Transform: Transforming data to fit operational needs (which can include quality levels). The transformation stage applies to a series of rules or functions to the extracted data from the source to derive the data for loading into the end target. Some data sources will require very little or even no manipulation of data. This may include Joining, Sorting, applying aggregation, handling data quality issues, deriving new calculated values, generating surrogate-key values and many more.
Load: Loading data into the end target (database, more specifically, operational data store, data mart or data warehouse). The load phase loads the data into the end target, usually the data warehouse (DW). Depending on the requirements of the organization, this process varies widely. Some data warehouses may overwrite existing information with cumulative information, frequently updating extract data is done on daily, weekly or monthly basis. Other DW (or even other parts of the same DW) may add new data in historical form, for example, hourly.
Another way we can use ETL is to move information to another application permanently. For instance, the new application might use another database vendor and most likely a very different database schema. ETL can be used to transform the data into a format suitable for the new application to use.
The BI Plus ETL feature is opened by selecting the Admin menu ⇒ ETL Task option.
This opens the ETL Tasks dialog.
The ETL tasks dialog supports the following operations.
Add: Add a new ETL Task
Modify: Modify an existing ETL Task
Delete: Delete the selected ETL Task.
Up: Moves the selected ETL Task up one position in the list.
Down: Moves the selected ETL Task downone position in the list.
Copy: Make a duplicate copy of the selected ETL task.

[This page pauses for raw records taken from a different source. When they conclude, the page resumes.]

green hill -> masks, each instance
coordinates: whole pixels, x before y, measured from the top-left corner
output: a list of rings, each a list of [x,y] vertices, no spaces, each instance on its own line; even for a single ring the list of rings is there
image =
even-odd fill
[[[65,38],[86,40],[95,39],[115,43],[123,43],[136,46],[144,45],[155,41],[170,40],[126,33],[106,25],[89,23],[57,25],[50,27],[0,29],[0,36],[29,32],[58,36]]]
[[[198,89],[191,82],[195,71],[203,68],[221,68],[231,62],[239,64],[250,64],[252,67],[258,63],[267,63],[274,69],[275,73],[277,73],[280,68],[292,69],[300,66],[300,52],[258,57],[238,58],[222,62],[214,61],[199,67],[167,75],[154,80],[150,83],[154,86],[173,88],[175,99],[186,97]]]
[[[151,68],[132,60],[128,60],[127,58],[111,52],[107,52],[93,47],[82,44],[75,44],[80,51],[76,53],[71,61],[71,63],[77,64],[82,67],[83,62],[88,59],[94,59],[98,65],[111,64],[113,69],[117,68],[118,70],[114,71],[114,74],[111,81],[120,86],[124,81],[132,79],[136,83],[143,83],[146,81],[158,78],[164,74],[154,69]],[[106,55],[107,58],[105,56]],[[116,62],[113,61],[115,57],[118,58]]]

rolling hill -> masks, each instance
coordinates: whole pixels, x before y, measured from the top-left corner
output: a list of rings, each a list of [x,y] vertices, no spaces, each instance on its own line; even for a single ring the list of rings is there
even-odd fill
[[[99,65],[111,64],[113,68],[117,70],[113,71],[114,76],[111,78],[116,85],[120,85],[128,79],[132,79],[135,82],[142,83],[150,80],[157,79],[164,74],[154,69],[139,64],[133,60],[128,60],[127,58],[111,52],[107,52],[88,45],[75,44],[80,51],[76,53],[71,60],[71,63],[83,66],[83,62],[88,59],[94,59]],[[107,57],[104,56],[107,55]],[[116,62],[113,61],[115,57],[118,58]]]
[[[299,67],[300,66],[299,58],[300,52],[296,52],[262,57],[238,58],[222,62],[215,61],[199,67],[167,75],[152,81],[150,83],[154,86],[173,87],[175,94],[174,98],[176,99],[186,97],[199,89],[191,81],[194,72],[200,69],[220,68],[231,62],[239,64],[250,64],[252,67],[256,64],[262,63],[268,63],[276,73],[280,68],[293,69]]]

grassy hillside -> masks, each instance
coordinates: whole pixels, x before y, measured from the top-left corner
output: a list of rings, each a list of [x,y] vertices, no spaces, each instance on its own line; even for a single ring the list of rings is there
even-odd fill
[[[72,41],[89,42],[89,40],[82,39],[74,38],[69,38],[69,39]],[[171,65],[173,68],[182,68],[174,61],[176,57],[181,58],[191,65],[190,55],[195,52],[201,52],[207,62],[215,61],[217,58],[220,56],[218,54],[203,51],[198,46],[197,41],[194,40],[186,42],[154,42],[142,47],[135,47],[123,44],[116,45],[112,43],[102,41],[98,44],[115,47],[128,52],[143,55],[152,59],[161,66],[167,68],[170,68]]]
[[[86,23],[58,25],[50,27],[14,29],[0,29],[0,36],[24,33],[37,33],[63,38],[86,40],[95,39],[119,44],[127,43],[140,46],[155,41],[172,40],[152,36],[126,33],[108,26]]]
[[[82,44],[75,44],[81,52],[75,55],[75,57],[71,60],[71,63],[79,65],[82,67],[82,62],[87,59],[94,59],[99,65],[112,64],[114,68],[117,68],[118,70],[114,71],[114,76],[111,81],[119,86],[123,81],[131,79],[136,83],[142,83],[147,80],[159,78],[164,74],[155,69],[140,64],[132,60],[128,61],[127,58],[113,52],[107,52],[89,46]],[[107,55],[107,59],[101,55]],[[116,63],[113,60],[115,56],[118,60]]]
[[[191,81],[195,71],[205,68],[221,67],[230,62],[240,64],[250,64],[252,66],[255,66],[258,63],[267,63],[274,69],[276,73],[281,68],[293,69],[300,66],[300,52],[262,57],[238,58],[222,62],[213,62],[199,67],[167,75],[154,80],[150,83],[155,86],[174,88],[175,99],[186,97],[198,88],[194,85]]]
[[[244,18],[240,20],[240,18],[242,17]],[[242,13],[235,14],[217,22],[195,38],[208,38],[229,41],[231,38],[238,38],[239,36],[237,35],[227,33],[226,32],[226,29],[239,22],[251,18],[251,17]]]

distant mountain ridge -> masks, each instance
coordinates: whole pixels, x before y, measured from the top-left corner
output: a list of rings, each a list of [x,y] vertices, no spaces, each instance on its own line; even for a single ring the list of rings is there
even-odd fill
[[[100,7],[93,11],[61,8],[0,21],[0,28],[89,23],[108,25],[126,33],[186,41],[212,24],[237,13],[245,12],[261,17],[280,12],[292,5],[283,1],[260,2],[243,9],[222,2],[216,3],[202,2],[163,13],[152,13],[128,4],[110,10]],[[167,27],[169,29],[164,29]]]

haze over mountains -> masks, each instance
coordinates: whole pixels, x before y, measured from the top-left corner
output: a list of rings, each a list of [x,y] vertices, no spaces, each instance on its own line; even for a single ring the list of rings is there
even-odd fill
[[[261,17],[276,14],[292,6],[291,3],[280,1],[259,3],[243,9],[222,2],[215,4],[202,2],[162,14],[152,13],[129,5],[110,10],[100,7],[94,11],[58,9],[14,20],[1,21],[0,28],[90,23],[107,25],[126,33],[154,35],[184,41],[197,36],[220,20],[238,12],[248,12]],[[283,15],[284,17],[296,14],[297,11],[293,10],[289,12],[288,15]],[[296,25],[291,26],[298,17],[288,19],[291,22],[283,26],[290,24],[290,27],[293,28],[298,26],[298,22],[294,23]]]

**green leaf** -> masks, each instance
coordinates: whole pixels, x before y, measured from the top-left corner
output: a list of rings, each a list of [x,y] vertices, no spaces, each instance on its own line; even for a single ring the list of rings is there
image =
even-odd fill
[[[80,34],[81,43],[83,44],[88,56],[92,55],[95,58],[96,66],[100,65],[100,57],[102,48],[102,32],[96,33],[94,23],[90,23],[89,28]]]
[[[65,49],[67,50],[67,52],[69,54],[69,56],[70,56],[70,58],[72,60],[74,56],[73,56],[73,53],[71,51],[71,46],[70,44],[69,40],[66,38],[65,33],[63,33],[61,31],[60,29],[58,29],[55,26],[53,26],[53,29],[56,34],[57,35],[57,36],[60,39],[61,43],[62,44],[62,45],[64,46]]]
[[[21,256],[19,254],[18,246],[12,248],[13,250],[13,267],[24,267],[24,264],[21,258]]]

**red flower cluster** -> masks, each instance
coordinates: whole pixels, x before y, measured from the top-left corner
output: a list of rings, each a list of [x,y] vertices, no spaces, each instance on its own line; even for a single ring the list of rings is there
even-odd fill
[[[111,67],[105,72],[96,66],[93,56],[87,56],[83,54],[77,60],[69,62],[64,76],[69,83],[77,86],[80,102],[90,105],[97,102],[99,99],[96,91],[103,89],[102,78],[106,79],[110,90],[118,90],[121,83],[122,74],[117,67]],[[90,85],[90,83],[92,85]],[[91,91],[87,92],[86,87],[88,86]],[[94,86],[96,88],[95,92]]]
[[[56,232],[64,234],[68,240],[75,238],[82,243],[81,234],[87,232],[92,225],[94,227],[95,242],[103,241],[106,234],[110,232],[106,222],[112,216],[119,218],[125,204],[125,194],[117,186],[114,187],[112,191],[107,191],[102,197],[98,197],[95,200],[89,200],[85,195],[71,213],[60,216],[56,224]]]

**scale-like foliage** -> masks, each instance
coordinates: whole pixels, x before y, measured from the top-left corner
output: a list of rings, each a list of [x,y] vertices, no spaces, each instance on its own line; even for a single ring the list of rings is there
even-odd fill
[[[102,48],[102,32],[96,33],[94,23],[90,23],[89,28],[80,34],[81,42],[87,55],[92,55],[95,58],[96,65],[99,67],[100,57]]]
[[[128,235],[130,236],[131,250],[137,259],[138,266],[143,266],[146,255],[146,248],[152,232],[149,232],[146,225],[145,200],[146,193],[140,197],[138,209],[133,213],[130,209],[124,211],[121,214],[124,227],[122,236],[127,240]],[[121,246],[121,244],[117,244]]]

Export: Exports the elected ETL task to .SMD file.
Search: Searches for an ETL task in the ETL tasks list.
Run Now: Force executes a ETL Task.
Before creating an ETL task, create a report for the data which you want to extract. The example shows a report called Oracle OrderMatrix Table. This will be the source table which is an oracle based tabular report (rows and columns) and it will be extracted and loaded into MS SQL Server. The following image shows the Oracle OrderMatrix Table report.
Open the ETL Task manager from the Admin menu. Click on the Add button to create an ETL Task. The ETL Task - New Task dialog is opened.
Here,
Task Name will be the name of the ETL task.
Unique Identifier is the unique identifier of the current ETL Task. This is essential for migrating ETL tasks across environments and preserving the details
Description A meaningful description of the current ETL task.
Target Data Source Select the Database where you want the extracted data to be loaded.
Table Name is name of the table in the target database, to load the data into. If table name does not exist in the target data source, then the ETL manager creates the table for you(depending upon user privileges). You can also specify multiple tables.
Batch Size defines number of records to be included in ech collection that is loaded into the target database. A larger batch size required more memory. The default batch size is 10,000 (records)
Max In-Memory Batches The batches process in round-robin fashion. This setting defines how many batches will be cycled in memory in round-robin mode. Suppose there are a total of 30 batches and Max In-Memory Batches size is 10 then first 10 batches will be exracted and loaded then next 10 and so on…
Insert Mode defines whether the data is to be appended or replaced in the target table. Replace will truncate the target table prior to loading the data, whereas Append just inserts the records to the end of the target table, leaving the existing records untouched.
Commit Mode By default, BI Plus commits the records after each batch (Batch Completion ), but there is an option to only commit the records once the entire task has run successfully (Task Completion).
Source Report is the report that defines the data to be extracted.
The screenshot below shows the Target Data Source. In this case the Target Data Source is 'ETL SQL Server' and the Table Name is 'ORDERSMATRIX_NEW'
Oracle Ordersmatrix Table is the Source Report and it can be selected from the Reports Tree that pops up if you click the '…' option.
Once this basic information is filled then you can save the ETL Task. Click the OK button to save the Task.
The saved task now appears in the ETL task Manager. Select the previously created task which is Extract Oracle to SQL Server and click on the Run Now button to start the ETL process.
When you start an ETL process you can check the log to view the ETL process pass/fail status. The Help menu ⇒ Support ⇒ Server Log displays the log. The log in the following screen shows that the ETL process completed, the Total Record Count, the Start Time and the Total Time. The log shows that 826 records are transferred.
Everything has worked perfectly, so open MS SQL Server and check whether the data is loaded or not.
In the Northwind database, the ORDERSMATRIX_NEW table is created. The above image also displays that 826 rows existed in this table.
Note: When the new table is created in the ETL process, an additional 'ETL_PROCESSID' column is created with the new table. For each record this column contains information about the ETL ID, BATCH_NUMBER & ROW_NUMBER. If you are loading data to an existing table, then please add a column with name 'ETL_PROCESSID'